CLIMATE CHANGE THROUGHOUT EARTH HISTORY IS CAUSED BY LARGE BASALTIC LAVA FLOWS IN SUBAERIAL RIFT ZONES CAUSING RAPID GLOBAL WARMING WHILE EXPLOSIVE ERUPTIONS IN VOLCANIC ARCS FORM AEROSOLS THAT CAUSE SLOW, INCREMENTAL COOLING OVER MILLENNIA
Most explosive volcanic eruptions (VEI>=5), typical of volcanic arcs above subduction zones, eject water and SO2 into the lower stratosphere forming aerosols that spread worldwide within months. These aerosols reflect and scatter solar radiation, cooling Earth’s surface ~0.5oC for a few years. Modelling shows that this cooling affects deeper ocean temperatures a century later. Just a few large eruptions per century can increment global temperatures down into ice-age conditions over millennia—the larger or more numerous the explosive eruptions, the faster the cooling.

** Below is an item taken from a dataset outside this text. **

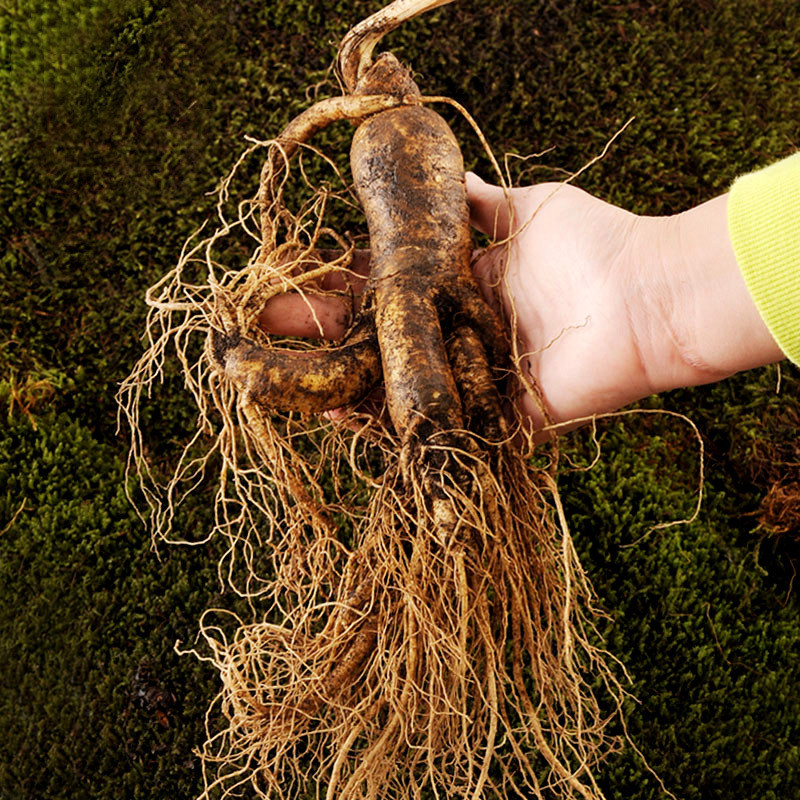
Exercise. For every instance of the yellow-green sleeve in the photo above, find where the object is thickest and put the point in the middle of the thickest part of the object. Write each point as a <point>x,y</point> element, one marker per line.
<point>764,225</point>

The Bølling and pre-Boreal warmings at the end of the last ice-age were contemporaneous with 12 of the 13 best dated basaltic volcanic centers in Iceland. Throughout Earth history, large basaltic lava flows covering hundreds to millions of square kilometers in sub-aerial rift zones were contemporaneous with major, sudden warming, ocean acidification, mass extinctions, and abrupt changes in sedimentation.
This warming appears to result from depletion of the ozone layer causing less solar ultraviolet-B radiation to be absorbed in the ozone layer and more to reach Earth. The greatest observed ozone depletion was in 1992-3 following the Pinatubo explosive eruption in June 1991, causing warming of nearly 3oC in northern Europe and Asia during the first winter. But the aerosols were dominant, causing net global cooling. Large basaltic lava flows emit ten times more chlorine and bromine per unit volume than explosive eruptions. The heat given off by the lava appears to convect some of these gases into the stratosphere. Ultraviolet-B has enough energy to cause mutations in plants and animals well observed during the largest of the basaltic Large Igneous Provinces.
Aerosols and ozone depletion are particularly effective because they spread worldwide, affecting all incoming sunlight. The prevalence of rift volcanism versus arc volcanism is determined by plate tectonics. When subduction zones were most widespread, Earth became a “snowball”.